Sociedad

El oro de los españoles

Escucho/leo que los españoles están empeñando de nuevo el anillo de oro, el camafeo de la abuela, el collar que se guardaba envuelto en el pañuelo con iniciales y toda esa ferralla familiar que se ha ido heredando de los ancestros y que son memoria privada y vívida de nosotros mismos. Esta sociedad ya no otorga importancia a los objetos, que debe concebir obsoletos, y la tecnología paulatinamente ha ido retirando de los hogares los discos, libros, películas, radios, cadenas de música, álbumes fotográficos y teléfonos con auricular para dejarnos unos hogares blancos, asépticos, muy higienizados y fríos de evocaciones, con estanterías de adorno y sin el amaneramiento que dan los recuerdos, que como decorado de Kubrick pues estará bien, pero como casa a lo mejor no tanto. Ahora todo queda almacenado en ese baúl sin fondo que son los ordenadores, la transfiguración binaria y moderna del desván de siempre: un lugar creado con el pretexto de guardar cosas, pero cuya utilidad real es poder olvidarnos de ellas.

Cela afirmaba con razón que los objetos poseen un valor, por encima del económico, que es el personal, y ahora las familias, apretadas por el miriñaque de las estrecheces económicas, están en el ejercicio bíblico de malbaratar ese legado consanguíneo en las balanzas de la compraventa para redondear esa cuna de desvelos que son los gastos de fin de mes. Los españoles están desnudándose de patrimonio como esos duques arruinados y demás aristocracias de antes que los hoteles empleaban para limpiar los baños y que por un montante modesto se desprendían del apellido, el blasón, el binóculo y el título nobiliar. La joyería es lo último de lo que la madre cercada por el ERTE desea despojarse, no por su tasación en el mercado de lo aurífero, sino por sus quilates sentimentales. Es el mismo disgusto que se lleva cualquiera cuando descubre que los mangantes le han desvalijado el piso durante la ausencia veraniega y se han llevado consigo la pedrería de antaño. Lo que molesta al españolito, del hurto y de lo que supone acudir a la caridad del fiador, que nunca es de fiar, es perder la pulsera de mamá, el candelabro impar, como apuntaba Umbral, que dejó el bisabuelo o el cuadro de no sé quién que se tiene colgado en el pasillo. Deshacerse de toda esta decantación de materialidades y orfebrería de finezas que son las sortijas, los collarones y las gargantillas es, también, desasirse un poco de la familia.

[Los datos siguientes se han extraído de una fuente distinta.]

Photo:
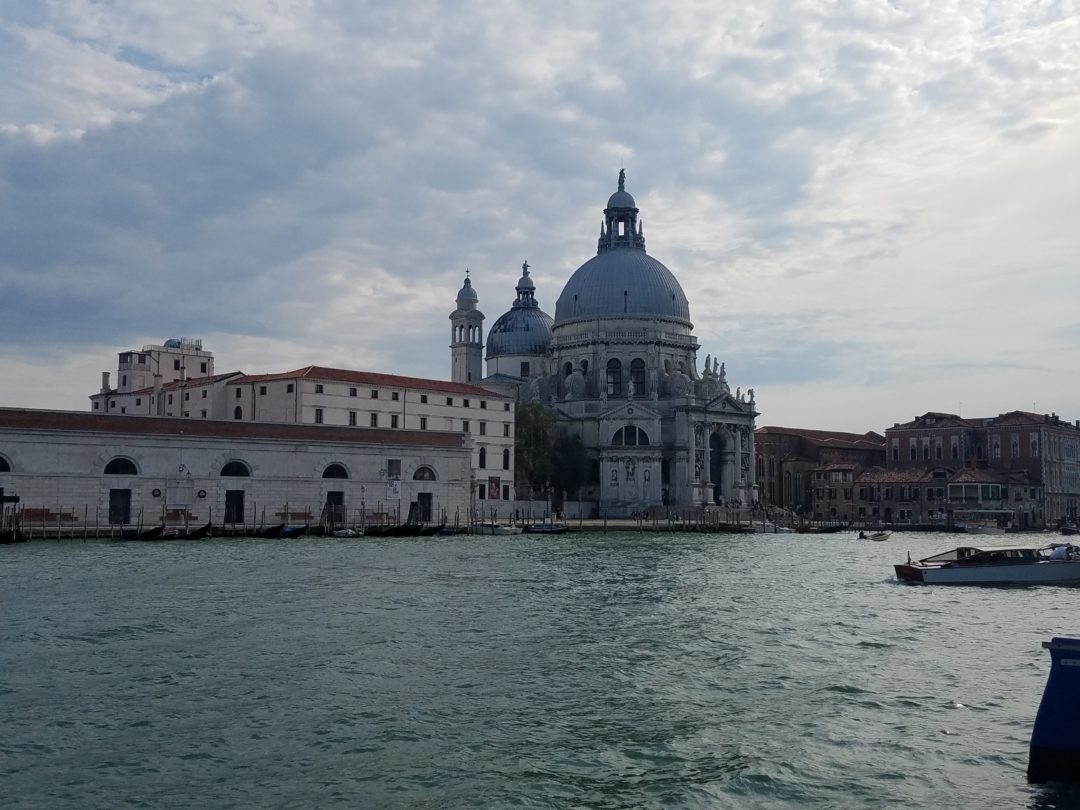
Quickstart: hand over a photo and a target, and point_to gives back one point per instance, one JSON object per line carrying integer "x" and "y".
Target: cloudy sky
{"x": 871, "y": 205}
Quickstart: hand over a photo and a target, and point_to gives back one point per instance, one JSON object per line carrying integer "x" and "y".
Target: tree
{"x": 534, "y": 443}
{"x": 569, "y": 467}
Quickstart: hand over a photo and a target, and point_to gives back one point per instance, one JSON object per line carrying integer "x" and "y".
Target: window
{"x": 613, "y": 378}
{"x": 235, "y": 469}
{"x": 637, "y": 376}
{"x": 630, "y": 436}
{"x": 121, "y": 467}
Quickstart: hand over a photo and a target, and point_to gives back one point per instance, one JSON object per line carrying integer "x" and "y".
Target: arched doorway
{"x": 716, "y": 467}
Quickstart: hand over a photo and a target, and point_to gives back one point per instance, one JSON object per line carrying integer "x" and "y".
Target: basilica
{"x": 618, "y": 366}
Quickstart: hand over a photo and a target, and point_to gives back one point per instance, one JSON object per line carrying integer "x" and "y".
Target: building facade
{"x": 73, "y": 470}
{"x": 790, "y": 460}
{"x": 618, "y": 366}
{"x": 334, "y": 396}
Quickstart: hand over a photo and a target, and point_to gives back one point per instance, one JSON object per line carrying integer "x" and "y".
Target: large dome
{"x": 624, "y": 281}
{"x": 521, "y": 331}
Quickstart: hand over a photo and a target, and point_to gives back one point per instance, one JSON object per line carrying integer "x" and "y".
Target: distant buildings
{"x": 1015, "y": 470}
{"x": 794, "y": 463}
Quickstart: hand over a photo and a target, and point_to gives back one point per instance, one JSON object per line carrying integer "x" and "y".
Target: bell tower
{"x": 467, "y": 337}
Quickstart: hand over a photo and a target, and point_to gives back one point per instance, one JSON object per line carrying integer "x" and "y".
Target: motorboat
{"x": 499, "y": 529}
{"x": 770, "y": 528}
{"x": 877, "y": 537}
{"x": 547, "y": 528}
{"x": 996, "y": 565}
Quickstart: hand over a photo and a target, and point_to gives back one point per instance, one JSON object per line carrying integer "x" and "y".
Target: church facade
{"x": 618, "y": 366}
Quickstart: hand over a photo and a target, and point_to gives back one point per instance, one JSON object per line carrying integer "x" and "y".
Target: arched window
{"x": 637, "y": 376}
{"x": 121, "y": 467}
{"x": 615, "y": 378}
{"x": 630, "y": 436}
{"x": 235, "y": 469}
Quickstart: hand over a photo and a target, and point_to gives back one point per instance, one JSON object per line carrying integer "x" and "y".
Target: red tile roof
{"x": 82, "y": 422}
{"x": 869, "y": 441}
{"x": 372, "y": 378}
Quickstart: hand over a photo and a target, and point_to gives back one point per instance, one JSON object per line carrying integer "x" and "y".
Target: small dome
{"x": 521, "y": 331}
{"x": 621, "y": 200}
{"x": 467, "y": 293}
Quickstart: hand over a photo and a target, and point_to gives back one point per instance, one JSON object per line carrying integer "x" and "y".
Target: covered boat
{"x": 996, "y": 565}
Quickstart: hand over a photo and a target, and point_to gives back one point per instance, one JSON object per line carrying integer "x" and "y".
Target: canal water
{"x": 581, "y": 671}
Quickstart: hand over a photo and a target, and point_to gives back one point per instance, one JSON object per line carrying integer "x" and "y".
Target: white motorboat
{"x": 878, "y": 537}
{"x": 770, "y": 528}
{"x": 499, "y": 529}
{"x": 996, "y": 565}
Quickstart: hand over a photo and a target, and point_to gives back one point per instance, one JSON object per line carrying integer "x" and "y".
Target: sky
{"x": 871, "y": 205}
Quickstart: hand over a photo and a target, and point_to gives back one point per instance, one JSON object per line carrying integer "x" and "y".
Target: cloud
{"x": 858, "y": 199}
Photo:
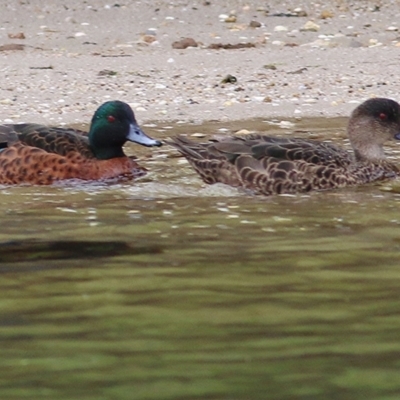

Esta es una economía de bicoca donde unos van incrementando la fortuna incluso en lo alto de las marejadas y otros en cambio tienen que ir soltando su atesoramiento de abalorios para amonedarlo y saldar la factura de la electricidad o comprar el pan de cada día. La crisis que se avecina alumbrará unas parentelas huérfanas de antepasados y sin anales de sí mismas, una familia española que no será de visón y tacón alto, sino de zapato plano y bisutería.